Benfica quer mais informações para decidir compra das ações de Vieira

O Benfica considera insuficientes os elementos que Luís Filipe Vieira apresentou para decidir se quer exercer o direito de preferência sobre as ações do antigo presidente, divulgou esta segunda-feira ao mercado a SAD 'encarnada'.

"Constatamos que não foram comunicadas informações essenciais e necessárias sobre os termos e condições contratuais relevantes, designadamente, a identidade do potencial comprador, o(s) prazo(s) e condições de pagamento do preço, e eventuais condições adicionais que se mostrem relevantes no contexto do negócio", lê-se no comunicado enviado pela Benfica SAD à Comissão do Mercado de Valores Mobiliários (CMVM).

O Benfica revelou em 7 de setembro que o antigo presidente do clube da Luz lhe dirigiu uma comunicação para exercer o direito de preferência sobre 3,28% das ações da SAD de que Luís Filipe Vieira é proprietário, na sequência de uma proposta de venda no valor de 7,80 euros por cada um dos 753.615 títulos, correspondendo a um valor global de quase 5,9 milhões de euros (5.878.197 euros).

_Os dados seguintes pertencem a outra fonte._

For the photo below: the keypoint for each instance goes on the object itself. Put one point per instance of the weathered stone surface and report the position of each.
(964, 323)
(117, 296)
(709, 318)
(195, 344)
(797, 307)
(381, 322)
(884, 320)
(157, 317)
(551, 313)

A resposta da direção das 'águias', que é agora encabeçada por Rui Costa, ao antigo líder, dada hoje a conhecer ao mercado pela SAD, salienta ainda que "estando em preparação um ato eleitoral, agendado para o dia 9 de outubro, na sequência da demissão dos membros da direção em funções, qualquer eventual comunicação para exercício de direito de preferência deveria, em atenção aos superiores interesses do Sport Lisboa e Benfica, ser comunicada de forma a poder ser analisada pela nova direção, em tempo adequado após início das suas funções".

Luís Filipe Vieira foi um dos quatro detidos no início de julho numa investigação que envolve negócios e financiamentos superiores a 100 milhões de euros, com prejuízos para o Estado, SAD do Benfica e Novo Banco, e está indiciado por abuso de confiança, burla qualificada, falsificação de documentos, branqueamento de capitais, fraude fiscal e abuso de informação.

O ex-presidente começou por suspender as suas funções no Benfica, mas, em 15 de julho, acabou por apresentar a sua demissão, sendo substituído pelo ex-futebolista Rui Costa, até então vice-presidente do clube e ex-administrador da SAD.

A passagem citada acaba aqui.